Je suis monté vers la Torre, le point culminant du Portugal continental à un peu moins de 2 000 mètres, dans une voiture qui n’était absolument pas conçue pour le dernier tronçon de lacets, et j’ai regardé le paysage passer de la forêt de pins aux champs de blocs de granit nu puis, finalement, à des plaques de neige bien réelles accrochées aux côtés ombragés des rochers, un mois que j’aurais juré trop tardif pour ça. Il y a, au sommet, un petit groupe d’échoppes un peu absurdes vendant des gants et du vin chaud à des visiteurs qui, comme moi, n’avaient pas vraiment cru que le Portugal pouvait offrir des montagnes hivernales et étaient venus mal préparés. Le vent là-haut transperce n’importe quelle tenue, et la vue — des crêtes de granit ondulantes s’effaçant dans toutes les directions, des cirques glaciaires creusés lors de la dernière ère glaciaire — fait oublier qu’on se trouve dans le même pays que les plages de l’Algarve.

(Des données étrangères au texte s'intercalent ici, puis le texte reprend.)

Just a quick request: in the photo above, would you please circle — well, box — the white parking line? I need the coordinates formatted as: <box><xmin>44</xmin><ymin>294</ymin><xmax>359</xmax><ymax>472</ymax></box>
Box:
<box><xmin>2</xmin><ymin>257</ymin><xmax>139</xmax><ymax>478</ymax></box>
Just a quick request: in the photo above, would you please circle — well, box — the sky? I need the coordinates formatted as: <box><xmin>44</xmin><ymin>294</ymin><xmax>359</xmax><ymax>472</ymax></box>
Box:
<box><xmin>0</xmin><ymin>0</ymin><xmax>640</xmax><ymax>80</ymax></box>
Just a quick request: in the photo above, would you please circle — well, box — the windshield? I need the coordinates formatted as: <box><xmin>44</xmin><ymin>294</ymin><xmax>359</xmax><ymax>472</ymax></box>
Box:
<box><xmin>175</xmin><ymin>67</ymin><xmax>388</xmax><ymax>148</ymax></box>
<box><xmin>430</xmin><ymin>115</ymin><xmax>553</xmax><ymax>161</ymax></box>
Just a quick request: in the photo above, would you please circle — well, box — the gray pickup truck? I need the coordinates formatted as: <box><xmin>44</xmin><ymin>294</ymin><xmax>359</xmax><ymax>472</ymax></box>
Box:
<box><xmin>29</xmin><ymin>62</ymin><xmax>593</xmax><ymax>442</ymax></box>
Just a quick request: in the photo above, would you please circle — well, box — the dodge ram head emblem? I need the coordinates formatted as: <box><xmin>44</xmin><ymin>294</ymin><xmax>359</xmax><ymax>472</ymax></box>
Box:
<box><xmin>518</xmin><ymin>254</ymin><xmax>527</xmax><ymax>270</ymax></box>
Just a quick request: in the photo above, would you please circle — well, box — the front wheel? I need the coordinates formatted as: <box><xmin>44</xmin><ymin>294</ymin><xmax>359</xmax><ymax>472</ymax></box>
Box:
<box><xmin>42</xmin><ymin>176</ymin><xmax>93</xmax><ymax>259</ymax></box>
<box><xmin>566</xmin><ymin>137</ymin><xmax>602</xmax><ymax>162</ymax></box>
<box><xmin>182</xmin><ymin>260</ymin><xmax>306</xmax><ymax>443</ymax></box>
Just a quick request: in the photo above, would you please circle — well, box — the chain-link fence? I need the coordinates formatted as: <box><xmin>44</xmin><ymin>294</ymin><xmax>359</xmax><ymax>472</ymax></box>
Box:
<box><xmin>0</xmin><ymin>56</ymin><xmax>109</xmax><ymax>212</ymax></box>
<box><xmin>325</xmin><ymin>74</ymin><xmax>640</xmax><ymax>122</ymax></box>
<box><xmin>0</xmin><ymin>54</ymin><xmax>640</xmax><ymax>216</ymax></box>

Un fromage fait à la main, encore, dans une marmite en cuivre

Plus bas, dans les villages de bergers disséminés sur toute la chaîne, la vraie raison pour laquelle les gens font ce voyage en hiver, ce n’est pas le ski — c’est le queijo Serra da Estrela, un fromage cru au lait de brebis si mou dans son état idéal que les habitants le mangent en découpant le dessus comme un couvercle et en creusant l’intérieur à la cuillère. Je me suis arrêté chez un petit producteur fermier hors de Manteigas, où une femme travaillait le caillé à la main dans un grand bassin, utilisant du cardo, une fleur de chardon séchée, plutôt que de la présure animale pour coaguler le lait — une technique qui remonte à des siècles dans cette chaîne précise et qui donne au fromage son caractère net, légèrement amer. Elle m’a fait goûter une meule de trois semaines et une autre de trois mois, et la différence tenait presque de deux fromages entièrement différents.

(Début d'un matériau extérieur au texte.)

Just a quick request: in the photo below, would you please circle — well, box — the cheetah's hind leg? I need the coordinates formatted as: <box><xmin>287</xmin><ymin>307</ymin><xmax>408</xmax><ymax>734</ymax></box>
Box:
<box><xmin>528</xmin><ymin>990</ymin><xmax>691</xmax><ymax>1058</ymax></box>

Mains de berger travaillant du caillé de lait de brebis frais dans un bassin, avec une fleur de chardon cardo à proximité

La vallée glaciaire du Zêzere, qu’on traverse directement sur la route vers Manteigas, a une forme en U saisissante et spectaculaire pour un pays peu connu pour sa géologie glaciaire, creusée sur des dizaines de milliers d’années et aujourd’hui broutée par les mêmes brebis de la Serra da Estrela dont le lait entre dans la fabrication de ce fromage. Je me suis arrêté juste pour rester debout au point de vue, réellement surpris par l’ampleur du lieu, des cascades filant le long des parois granitiques abruptes après une pluie récente.

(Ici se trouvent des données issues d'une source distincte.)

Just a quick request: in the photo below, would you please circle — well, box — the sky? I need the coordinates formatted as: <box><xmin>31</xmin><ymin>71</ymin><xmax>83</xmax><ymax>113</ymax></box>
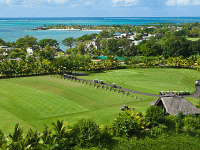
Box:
<box><xmin>0</xmin><ymin>0</ymin><xmax>200</xmax><ymax>18</ymax></box>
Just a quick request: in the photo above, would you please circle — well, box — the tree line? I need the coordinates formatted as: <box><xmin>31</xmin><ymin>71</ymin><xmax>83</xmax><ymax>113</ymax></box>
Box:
<box><xmin>0</xmin><ymin>106</ymin><xmax>200</xmax><ymax>150</ymax></box>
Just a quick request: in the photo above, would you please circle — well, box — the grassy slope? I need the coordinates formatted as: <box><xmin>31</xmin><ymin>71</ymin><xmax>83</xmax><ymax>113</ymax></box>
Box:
<box><xmin>0</xmin><ymin>76</ymin><xmax>156</xmax><ymax>133</ymax></box>
<box><xmin>81</xmin><ymin>68</ymin><xmax>200</xmax><ymax>94</ymax></box>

Spectaculaire vallée glaciaire en U du Zêzere avec des cascades dévalant des parois granitiques abruptes

J’ai terminé la journée à Manteigas dans une petite tasca, à manger ce même fromage, mou et coulant, épongé avec du pain de maïs, tandis qu’un brouillard de montagne roulait dehors, assez épais pour effacer la route.

Quand y aller : De janvier à mars pour la neige et le ski à la Torre, ou de mai à juin pour les fleurs sauvages et la saison des agneaux, qui produit le meilleur lait pour le fromage de l’année.